Three years of my life as an EU student of English Literature at the University of East Anglia,England.
After planning this for ages, I finally visited Norwich Castle! I loved it!
Tickets cost £8 for adults and £6 for children, but if you come between 12-1pm or one hour before closing, entry costs only £2!
The full history of Norwich Castle can be found here.
From around 1067 the Normans demolished at least 98 Saxon homes in Norwich to make way for the castle earthworks within which they built a wooden fort, surrounded by deep defensive dry ditches. Once the land had settled, work was begun on the stone keep in 1094 by King William (Rufus) II. Following his death in 1100 it was continued by his brother King Henry I and completed by 1121. Norwich Castle was designed to be a Royal Palace rather than a fortification. However, no Norman kings ever lived in it. The only time Henry I is known to have stayed at Norwich Castle was for Christmas 1121, a visit explored in detail in the displays in the Castle Keep.
They found lots of old objects there!
From the 14th century the keep was used as a county gaol, until a new gaol, designed by Sir John Soane, was constructed both inside and around the keep in 1792-93. The prison was quickly seen as outdated and difficult to patrol and so the outside block was demolished between 1822 and 1827. Between 1834 and 1839, Norwich Castle’s dilapidated exterior was refaced in Bath stone by Architect, John Salvin. His work faithfully replicates the elaborate blank arcading that made Norwich Castle one of the most elaborately decorated of all Norman keeps.
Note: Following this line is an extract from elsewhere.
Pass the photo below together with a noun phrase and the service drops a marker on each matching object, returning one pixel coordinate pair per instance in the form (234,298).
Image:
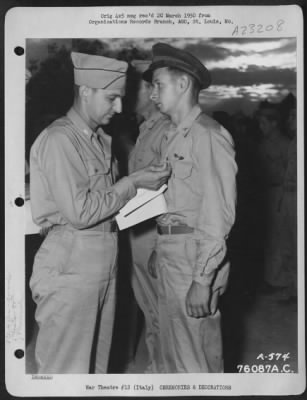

In 1883 the county gaol moved to Mousehold Heath in Norwich and work began on converting the building into a museum.
More impressive 18th or 19th century ceremony objects.
I had to wear the reproductions of old clothes. They looked pretty cool on me 😛 .
My favourite part was the prison display!
It’s also really cool for kids (or even adults) because they had tons of scale models explaining the construction of castles, bridges, arch, etc.